Minimum System Requirements for NVIDIA RAG Blueprint#

This documentation contains the system requirements for the NVIDIA RAG Blueprint.

Important

You can deploy the RAG Blueprint with Docker, Helm, or NIM Operator, and target dedicated hardware or a Kubernetes cluster. Some requirements are different depending on your target system and deployment method.

Disk Space Requirements#

Important

Ensure that you have at least 200GB of available disk space before you deploy the RAG Blueprint. This space is required for the following:

  • NIM model downloads and caching (largest component, ~100-150GB)

  • Container images (~20-30GB)

  • Vector database data and indices

  • Application logs and temporary files

Insufficient disk space causes deployment failures during model downloads or runtime operations.

Operating System#

For the RAG Blueprint you need the following operating system:

  • Ubuntu 22.04 OS

Driver Versions#

For the RAG Blueprint you need the following drivers:

  • GPU Driver - 560 or later

  • CUDA version - 12.9 or later

For details, see NVIDIA NIM for LLMs Software.

Hardware Requirements (Docker)#

By default, the RAG Blueprint deploys the NIM microservices locally (self-hosted). You need one of the following:

  • 2 x H100

  • 2 x B200

  • 3 x A100 SXM

  • 2 x RTX PRO 6000

Tip

You can also modify the RAG Blueprint to use NVIDIA-hosted NIM microservices.

Tip

No GPU Available? Try the Containerless Deployment (Lite Mode) which requires no GPU hardware and uses NVIDIA cloud APIs for all processing.

Hardware Requirements (Kubernetes)#

To install the RAG Blueprint on Kubernetes, you need one of the following:

  • 8 x H100-80GB

  • 8 x B200

  • 9 x A100-80GB SXM

  • 8 x RTX PRO 6000

  • 3 x H100 (with Multi-Instance GPU)

Hardware requirements for self-hosting all NVIDIA NIM microservices#

The following are requirements and recommendations for the individual components of the RAG Blueprint:

  • Pipeline operation – 1x L40 GPU or similar recommended. This is needed for the Milvus vector database, as GPU acceleration is enabled by default.

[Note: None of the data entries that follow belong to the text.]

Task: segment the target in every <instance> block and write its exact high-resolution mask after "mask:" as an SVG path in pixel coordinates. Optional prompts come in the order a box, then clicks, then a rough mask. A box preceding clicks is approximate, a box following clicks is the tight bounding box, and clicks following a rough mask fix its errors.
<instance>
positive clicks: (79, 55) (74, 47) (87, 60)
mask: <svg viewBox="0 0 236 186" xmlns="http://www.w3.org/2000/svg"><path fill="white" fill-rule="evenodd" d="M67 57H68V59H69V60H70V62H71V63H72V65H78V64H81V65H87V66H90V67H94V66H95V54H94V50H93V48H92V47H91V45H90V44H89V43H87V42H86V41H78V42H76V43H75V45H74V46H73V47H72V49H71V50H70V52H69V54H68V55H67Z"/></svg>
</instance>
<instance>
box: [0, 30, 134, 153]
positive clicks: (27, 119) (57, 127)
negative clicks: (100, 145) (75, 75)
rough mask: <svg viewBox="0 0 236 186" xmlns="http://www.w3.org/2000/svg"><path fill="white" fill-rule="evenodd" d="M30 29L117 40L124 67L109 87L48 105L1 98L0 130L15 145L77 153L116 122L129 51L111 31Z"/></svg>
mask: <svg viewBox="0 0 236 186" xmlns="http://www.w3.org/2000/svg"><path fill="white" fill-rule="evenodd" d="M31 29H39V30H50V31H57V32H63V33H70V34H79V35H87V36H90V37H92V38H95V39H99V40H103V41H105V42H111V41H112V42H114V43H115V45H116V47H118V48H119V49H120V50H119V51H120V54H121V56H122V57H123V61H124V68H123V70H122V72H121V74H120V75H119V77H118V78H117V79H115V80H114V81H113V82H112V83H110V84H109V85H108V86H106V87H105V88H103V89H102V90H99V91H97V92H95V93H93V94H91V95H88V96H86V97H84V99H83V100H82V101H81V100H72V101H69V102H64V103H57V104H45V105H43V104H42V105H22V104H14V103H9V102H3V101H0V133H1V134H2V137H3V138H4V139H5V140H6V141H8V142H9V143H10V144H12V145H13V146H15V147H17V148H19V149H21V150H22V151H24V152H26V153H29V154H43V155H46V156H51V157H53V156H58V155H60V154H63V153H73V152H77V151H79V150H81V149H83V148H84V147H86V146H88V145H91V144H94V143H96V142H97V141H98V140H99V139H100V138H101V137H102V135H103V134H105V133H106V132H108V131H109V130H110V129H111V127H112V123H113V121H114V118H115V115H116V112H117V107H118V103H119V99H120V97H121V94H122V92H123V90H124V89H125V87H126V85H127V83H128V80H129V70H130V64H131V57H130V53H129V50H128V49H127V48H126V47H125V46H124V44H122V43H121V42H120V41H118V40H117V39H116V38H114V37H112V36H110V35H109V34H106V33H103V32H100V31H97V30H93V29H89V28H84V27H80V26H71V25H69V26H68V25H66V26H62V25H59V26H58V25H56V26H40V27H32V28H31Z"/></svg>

  • LLM NIM (llama-3.3-nemotron-super-49b-v1.5) – Refer to the Support Matrix.

  • Embedding NIM (Llama-3.2-NV-EmbedQA-1B-v2 ) – Refer to the Support Matrix.

  • Reranking NIM (llama-3_2-nv-rerankqa-1b-v2 ): Refer to the Support Matrix.

  • NeMo Retriever OCR (Default): Refer to the Support Matrix.

  • NVIDIA NIM for Image OCR (baidu/paddleocr - Legacy): Refer to the Support Matrix.

  • NVIDIA NIMs for Object Detection:

Tip

NeMo Retriever OCR is now the default OCR service. To use the legacy Paddle OCR instead, see OCR Configuration Guide.